There had been times before this, once the year before I was born, when, for a day or two at a time, fires from Canada had blanketed parts of the US and even Europe with darkness. This, then, was rare, but not unique. In addition to the burning of hundreds or even thousands of square miles of forest, the intensity of the smoke that summer long ago came from burning grasslands and the intensification of slow-burning peat fires in British Columbia. Street lamps came on in the middle of the day as far away as Florida. The plume of smoke may have been carried all the way around the globe by the patterns in the wind. Communication was spotty in those days. Since, as now, the smoke plume was high, there was no smell of smoke as darkness descended during the day. People thought perhaps it was Armageddon or nuclear blasts or both. It was uncanny as this grey is uncanny. Eight years later, the fires of 1958 burned over 3300 square miles of forest by the end of the fire season.

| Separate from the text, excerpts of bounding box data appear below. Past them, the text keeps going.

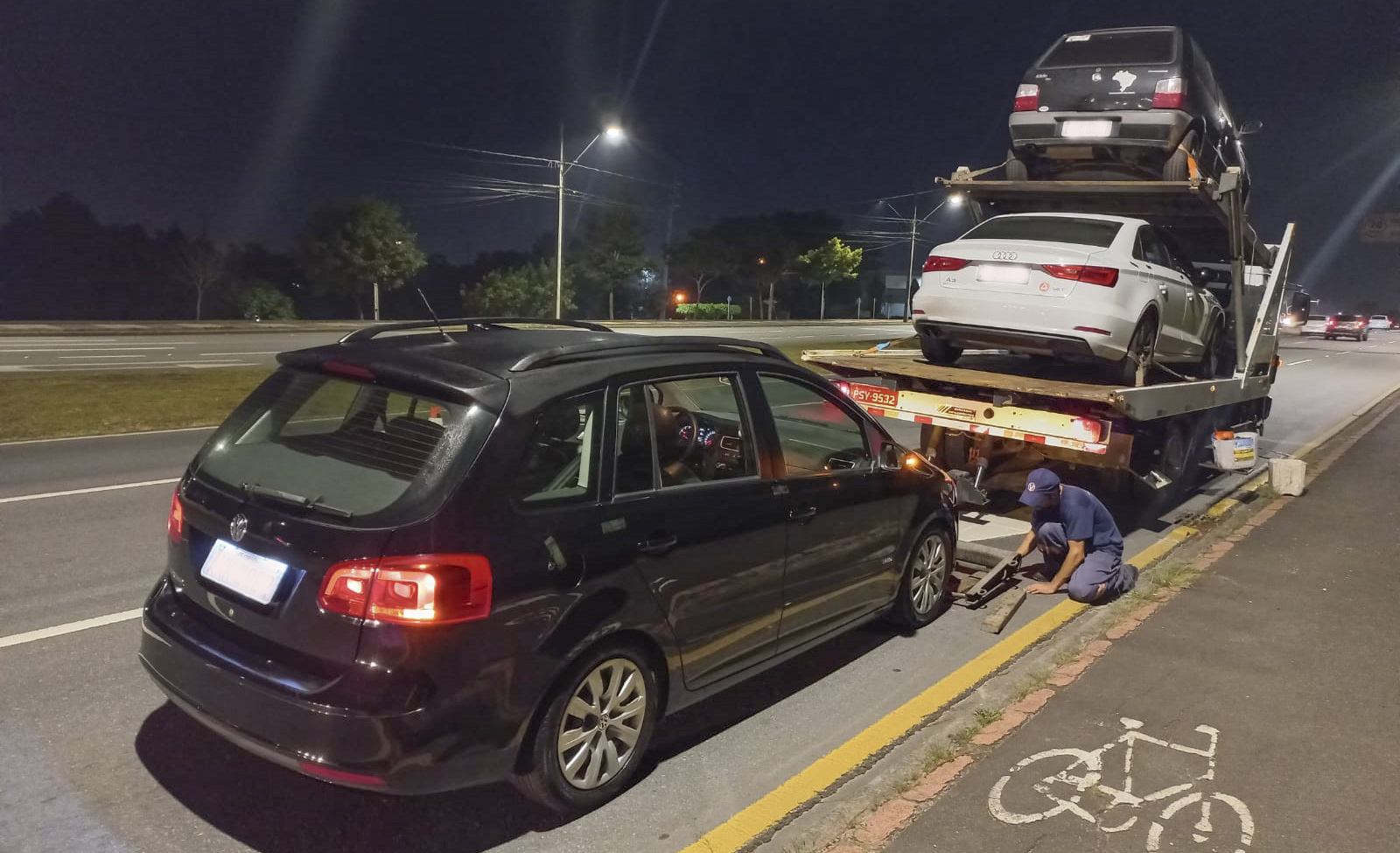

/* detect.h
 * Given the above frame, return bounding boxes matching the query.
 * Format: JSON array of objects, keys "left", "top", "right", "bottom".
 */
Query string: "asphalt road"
[
  {"left": 0, "top": 321, "right": 912, "bottom": 373},
  {"left": 0, "top": 331, "right": 1400, "bottom": 853}
]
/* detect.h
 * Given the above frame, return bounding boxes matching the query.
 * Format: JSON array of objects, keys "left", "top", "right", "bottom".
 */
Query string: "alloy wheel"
[
  {"left": 908, "top": 536, "right": 948, "bottom": 616},
  {"left": 556, "top": 657, "right": 647, "bottom": 792}
]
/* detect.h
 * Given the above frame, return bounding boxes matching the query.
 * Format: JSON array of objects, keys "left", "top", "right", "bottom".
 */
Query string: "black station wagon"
[
  {"left": 140, "top": 318, "right": 957, "bottom": 809},
  {"left": 1006, "top": 26, "right": 1258, "bottom": 198}
]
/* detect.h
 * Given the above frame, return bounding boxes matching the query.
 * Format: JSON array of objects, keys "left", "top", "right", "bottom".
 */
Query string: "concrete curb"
[{"left": 761, "top": 387, "right": 1400, "bottom": 853}]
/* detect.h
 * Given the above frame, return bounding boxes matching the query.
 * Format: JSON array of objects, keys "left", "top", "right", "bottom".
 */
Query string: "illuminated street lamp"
[
  {"left": 901, "top": 192, "right": 963, "bottom": 322},
  {"left": 555, "top": 124, "right": 627, "bottom": 319}
]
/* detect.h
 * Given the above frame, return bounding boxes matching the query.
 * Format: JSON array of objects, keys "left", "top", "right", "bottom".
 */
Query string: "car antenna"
[{"left": 415, "top": 287, "right": 457, "bottom": 343}]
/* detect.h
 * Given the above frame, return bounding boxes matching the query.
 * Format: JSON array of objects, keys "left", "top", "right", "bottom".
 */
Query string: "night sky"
[{"left": 0, "top": 0, "right": 1400, "bottom": 301}]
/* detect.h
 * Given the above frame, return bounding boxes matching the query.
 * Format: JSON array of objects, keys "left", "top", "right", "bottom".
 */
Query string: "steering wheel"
[{"left": 667, "top": 406, "right": 700, "bottom": 459}]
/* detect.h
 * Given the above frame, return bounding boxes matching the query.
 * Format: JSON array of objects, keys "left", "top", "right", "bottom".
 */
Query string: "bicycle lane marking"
[{"left": 987, "top": 717, "right": 1255, "bottom": 853}]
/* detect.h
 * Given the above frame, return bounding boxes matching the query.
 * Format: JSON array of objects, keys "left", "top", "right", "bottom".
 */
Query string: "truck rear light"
[
  {"left": 165, "top": 489, "right": 185, "bottom": 545},
  {"left": 319, "top": 553, "right": 492, "bottom": 625},
  {"left": 1069, "top": 417, "right": 1103, "bottom": 444},
  {"left": 924, "top": 255, "right": 970, "bottom": 273},
  {"left": 1012, "top": 82, "right": 1040, "bottom": 112},
  {"left": 1040, "top": 263, "right": 1118, "bottom": 287},
  {"left": 1152, "top": 77, "right": 1185, "bottom": 109}
]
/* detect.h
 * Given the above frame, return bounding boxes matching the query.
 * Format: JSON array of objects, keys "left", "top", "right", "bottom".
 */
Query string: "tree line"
[{"left": 0, "top": 193, "right": 880, "bottom": 321}]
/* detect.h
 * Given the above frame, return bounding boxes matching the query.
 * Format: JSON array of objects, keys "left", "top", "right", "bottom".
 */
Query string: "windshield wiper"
[{"left": 243, "top": 483, "right": 354, "bottom": 518}]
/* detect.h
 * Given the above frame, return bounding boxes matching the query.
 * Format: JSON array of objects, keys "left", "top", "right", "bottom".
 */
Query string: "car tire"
[
  {"left": 1003, "top": 151, "right": 1031, "bottom": 181},
  {"left": 511, "top": 643, "right": 660, "bottom": 814},
  {"left": 919, "top": 335, "right": 962, "bottom": 364},
  {"left": 1109, "top": 314, "right": 1158, "bottom": 388},
  {"left": 1195, "top": 321, "right": 1234, "bottom": 380},
  {"left": 891, "top": 521, "right": 955, "bottom": 630},
  {"left": 1162, "top": 130, "right": 1195, "bottom": 181}
]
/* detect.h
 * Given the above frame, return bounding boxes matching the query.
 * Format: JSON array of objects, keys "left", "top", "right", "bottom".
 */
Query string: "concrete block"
[{"left": 1269, "top": 459, "right": 1307, "bottom": 494}]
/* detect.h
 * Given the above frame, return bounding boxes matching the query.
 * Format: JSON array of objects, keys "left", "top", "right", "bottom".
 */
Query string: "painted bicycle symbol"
[{"left": 987, "top": 717, "right": 1255, "bottom": 853}]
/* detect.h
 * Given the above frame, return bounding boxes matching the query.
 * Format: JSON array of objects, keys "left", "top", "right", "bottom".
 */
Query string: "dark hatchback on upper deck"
[
  {"left": 140, "top": 318, "right": 956, "bottom": 809},
  {"left": 1006, "top": 26, "right": 1258, "bottom": 198}
]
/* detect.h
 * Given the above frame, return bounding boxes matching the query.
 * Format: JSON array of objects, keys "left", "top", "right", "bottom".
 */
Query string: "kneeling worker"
[{"left": 1017, "top": 468, "right": 1137, "bottom": 604}]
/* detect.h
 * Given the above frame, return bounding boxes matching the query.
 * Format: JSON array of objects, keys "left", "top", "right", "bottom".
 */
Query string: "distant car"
[
  {"left": 140, "top": 318, "right": 957, "bottom": 812},
  {"left": 1323, "top": 314, "right": 1370, "bottom": 340},
  {"left": 914, "top": 213, "right": 1234, "bottom": 385},
  {"left": 1302, "top": 314, "right": 1328, "bottom": 335},
  {"left": 1006, "top": 26, "right": 1260, "bottom": 198}
]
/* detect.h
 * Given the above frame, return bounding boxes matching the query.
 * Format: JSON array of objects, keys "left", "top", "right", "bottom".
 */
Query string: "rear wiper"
[{"left": 243, "top": 483, "right": 354, "bottom": 518}]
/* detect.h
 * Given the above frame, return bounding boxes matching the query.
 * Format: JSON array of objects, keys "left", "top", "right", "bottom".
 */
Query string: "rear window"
[
  {"left": 1039, "top": 30, "right": 1176, "bottom": 68},
  {"left": 962, "top": 216, "right": 1123, "bottom": 249},
  {"left": 194, "top": 370, "right": 494, "bottom": 524}
]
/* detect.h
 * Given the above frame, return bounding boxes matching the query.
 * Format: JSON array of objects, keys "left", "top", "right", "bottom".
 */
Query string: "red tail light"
[
  {"left": 319, "top": 553, "right": 492, "bottom": 625},
  {"left": 924, "top": 255, "right": 969, "bottom": 273},
  {"left": 165, "top": 489, "right": 185, "bottom": 545},
  {"left": 1152, "top": 77, "right": 1185, "bottom": 109},
  {"left": 320, "top": 361, "right": 374, "bottom": 382},
  {"left": 1040, "top": 263, "right": 1118, "bottom": 287},
  {"left": 1012, "top": 82, "right": 1040, "bottom": 112}
]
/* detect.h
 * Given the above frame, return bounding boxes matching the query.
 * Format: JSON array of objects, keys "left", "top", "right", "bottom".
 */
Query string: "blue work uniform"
[{"left": 1031, "top": 486, "right": 1137, "bottom": 604}]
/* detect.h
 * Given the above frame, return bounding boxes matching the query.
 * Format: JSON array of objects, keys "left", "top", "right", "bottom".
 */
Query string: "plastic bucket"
[{"left": 1213, "top": 431, "right": 1258, "bottom": 471}]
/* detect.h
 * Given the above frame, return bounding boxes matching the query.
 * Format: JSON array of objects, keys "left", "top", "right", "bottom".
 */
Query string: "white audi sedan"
[{"left": 914, "top": 213, "right": 1234, "bottom": 385}]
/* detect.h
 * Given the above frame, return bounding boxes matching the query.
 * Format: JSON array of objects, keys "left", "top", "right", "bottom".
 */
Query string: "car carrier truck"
[{"left": 802, "top": 167, "right": 1293, "bottom": 504}]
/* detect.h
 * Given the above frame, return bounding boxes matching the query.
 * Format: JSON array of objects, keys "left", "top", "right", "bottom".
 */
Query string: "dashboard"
[{"left": 681, "top": 416, "right": 719, "bottom": 447}]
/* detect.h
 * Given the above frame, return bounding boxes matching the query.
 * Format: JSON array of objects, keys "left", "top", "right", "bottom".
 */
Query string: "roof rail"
[
  {"left": 340, "top": 317, "right": 612, "bottom": 343},
  {"left": 511, "top": 335, "right": 788, "bottom": 373}
]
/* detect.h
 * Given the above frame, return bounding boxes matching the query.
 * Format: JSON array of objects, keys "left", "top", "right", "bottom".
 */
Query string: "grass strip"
[
  {"left": 0, "top": 339, "right": 917, "bottom": 441},
  {"left": 0, "top": 366, "right": 271, "bottom": 441}
]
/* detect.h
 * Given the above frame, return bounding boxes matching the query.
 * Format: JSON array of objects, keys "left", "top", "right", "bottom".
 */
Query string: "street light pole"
[
  {"left": 555, "top": 124, "right": 625, "bottom": 319},
  {"left": 871, "top": 193, "right": 963, "bottom": 322}
]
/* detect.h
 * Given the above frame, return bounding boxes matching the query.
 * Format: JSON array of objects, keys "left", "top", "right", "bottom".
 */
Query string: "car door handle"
[{"left": 637, "top": 535, "right": 677, "bottom": 556}]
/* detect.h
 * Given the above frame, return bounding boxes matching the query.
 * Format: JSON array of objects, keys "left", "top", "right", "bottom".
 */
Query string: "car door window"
[
  {"left": 759, "top": 375, "right": 872, "bottom": 478},
  {"left": 515, "top": 391, "right": 604, "bottom": 503},
  {"left": 1138, "top": 227, "right": 1172, "bottom": 269},
  {"left": 616, "top": 374, "right": 759, "bottom": 494}
]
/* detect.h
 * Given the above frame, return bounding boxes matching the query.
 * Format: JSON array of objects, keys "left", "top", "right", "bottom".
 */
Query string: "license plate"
[
  {"left": 977, "top": 263, "right": 1031, "bottom": 284},
  {"left": 199, "top": 539, "right": 287, "bottom": 604},
  {"left": 1060, "top": 119, "right": 1113, "bottom": 138},
  {"left": 850, "top": 382, "right": 899, "bottom": 409}
]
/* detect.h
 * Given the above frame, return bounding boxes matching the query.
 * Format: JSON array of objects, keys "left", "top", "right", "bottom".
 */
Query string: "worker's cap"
[{"left": 1020, "top": 468, "right": 1060, "bottom": 508}]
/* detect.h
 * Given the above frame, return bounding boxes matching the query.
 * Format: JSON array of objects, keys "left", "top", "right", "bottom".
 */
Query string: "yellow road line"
[
  {"left": 681, "top": 478, "right": 1282, "bottom": 853},
  {"left": 681, "top": 518, "right": 1214, "bottom": 853},
  {"left": 682, "top": 601, "right": 1088, "bottom": 853}
]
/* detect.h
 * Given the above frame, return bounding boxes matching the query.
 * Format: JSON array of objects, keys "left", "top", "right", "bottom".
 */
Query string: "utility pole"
[
  {"left": 905, "top": 199, "right": 919, "bottom": 322},
  {"left": 661, "top": 184, "right": 680, "bottom": 317},
  {"left": 555, "top": 124, "right": 563, "bottom": 319}
]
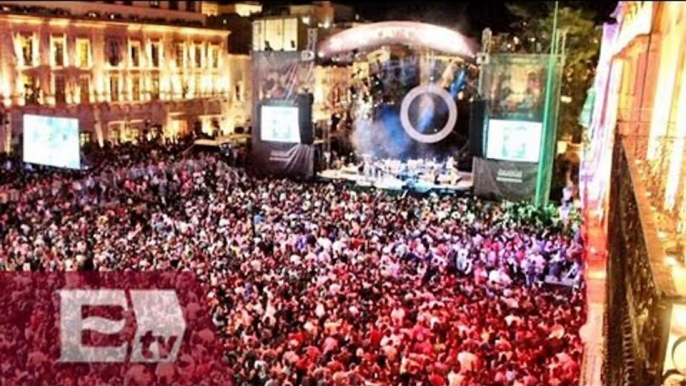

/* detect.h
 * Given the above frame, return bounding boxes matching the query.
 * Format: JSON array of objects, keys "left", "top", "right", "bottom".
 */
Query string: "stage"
[{"left": 318, "top": 164, "right": 474, "bottom": 193}]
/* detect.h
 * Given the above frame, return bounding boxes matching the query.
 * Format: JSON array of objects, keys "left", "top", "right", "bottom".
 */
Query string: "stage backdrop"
[
  {"left": 251, "top": 51, "right": 315, "bottom": 178},
  {"left": 474, "top": 157, "right": 538, "bottom": 201}
]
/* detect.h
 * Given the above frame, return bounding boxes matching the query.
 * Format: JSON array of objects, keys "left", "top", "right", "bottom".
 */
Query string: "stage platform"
[{"left": 318, "top": 169, "right": 474, "bottom": 193}]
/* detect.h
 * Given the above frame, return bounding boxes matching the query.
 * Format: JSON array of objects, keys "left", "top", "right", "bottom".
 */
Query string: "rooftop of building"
[{"left": 0, "top": 3, "right": 228, "bottom": 33}]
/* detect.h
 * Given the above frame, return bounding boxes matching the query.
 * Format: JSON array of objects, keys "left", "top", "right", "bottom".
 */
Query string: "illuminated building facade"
[
  {"left": 580, "top": 1, "right": 686, "bottom": 384},
  {"left": 0, "top": 2, "right": 250, "bottom": 151}
]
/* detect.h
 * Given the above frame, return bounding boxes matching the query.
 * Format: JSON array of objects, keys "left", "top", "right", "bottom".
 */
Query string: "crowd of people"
[{"left": 0, "top": 145, "right": 586, "bottom": 386}]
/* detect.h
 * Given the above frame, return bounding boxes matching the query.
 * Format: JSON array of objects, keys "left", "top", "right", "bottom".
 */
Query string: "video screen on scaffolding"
[
  {"left": 260, "top": 106, "right": 300, "bottom": 143},
  {"left": 486, "top": 119, "right": 543, "bottom": 163},
  {"left": 23, "top": 114, "right": 81, "bottom": 169}
]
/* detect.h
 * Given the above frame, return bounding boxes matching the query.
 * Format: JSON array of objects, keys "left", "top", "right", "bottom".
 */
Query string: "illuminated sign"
[{"left": 615, "top": 1, "right": 653, "bottom": 53}]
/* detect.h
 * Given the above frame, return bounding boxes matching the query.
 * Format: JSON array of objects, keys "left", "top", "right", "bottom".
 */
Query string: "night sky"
[{"left": 250, "top": 0, "right": 617, "bottom": 37}]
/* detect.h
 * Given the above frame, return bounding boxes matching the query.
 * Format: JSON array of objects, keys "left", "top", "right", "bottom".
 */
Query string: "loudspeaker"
[
  {"left": 297, "top": 93, "right": 314, "bottom": 145},
  {"left": 469, "top": 99, "right": 488, "bottom": 157}
]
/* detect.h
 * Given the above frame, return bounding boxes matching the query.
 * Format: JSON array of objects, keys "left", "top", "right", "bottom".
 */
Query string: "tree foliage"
[{"left": 506, "top": 1, "right": 600, "bottom": 141}]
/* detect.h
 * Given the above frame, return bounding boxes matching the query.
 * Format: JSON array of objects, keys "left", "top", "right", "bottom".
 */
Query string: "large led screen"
[
  {"left": 23, "top": 114, "right": 81, "bottom": 169},
  {"left": 486, "top": 119, "right": 543, "bottom": 162},
  {"left": 260, "top": 106, "right": 300, "bottom": 143}
]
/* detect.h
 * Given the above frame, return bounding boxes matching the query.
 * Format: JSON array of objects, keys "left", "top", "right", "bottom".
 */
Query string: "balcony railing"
[{"left": 603, "top": 136, "right": 683, "bottom": 385}]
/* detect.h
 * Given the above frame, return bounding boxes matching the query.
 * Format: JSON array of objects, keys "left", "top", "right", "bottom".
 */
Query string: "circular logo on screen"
[{"left": 400, "top": 84, "right": 457, "bottom": 143}]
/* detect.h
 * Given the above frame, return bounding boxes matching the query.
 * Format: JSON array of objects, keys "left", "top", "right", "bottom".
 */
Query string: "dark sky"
[{"left": 250, "top": 0, "right": 617, "bottom": 36}]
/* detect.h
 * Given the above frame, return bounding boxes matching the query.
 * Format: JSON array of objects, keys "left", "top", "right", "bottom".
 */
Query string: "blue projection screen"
[{"left": 24, "top": 114, "right": 81, "bottom": 169}]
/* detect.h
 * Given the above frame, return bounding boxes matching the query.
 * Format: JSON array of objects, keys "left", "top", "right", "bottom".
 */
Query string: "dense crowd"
[{"left": 0, "top": 146, "right": 586, "bottom": 386}]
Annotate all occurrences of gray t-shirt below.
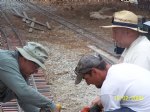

So far, the fires now burning to the north in British Columbia had consumed about half that and it was not yet mid-August.

These days of sombre summer leave me restless, as if gathering energy to burst out above the haze to somehow bathe in the blue again. It is the same energy that fuels the desire to break through the fog blanketing so much of the human spirit.

As with the shifts in the wind and weather that are sure to come, I sense there is a deeper shifting that has already begun.  We will have to ride skillfully on that wind and see what haze it can dispel, what skies it will reveal.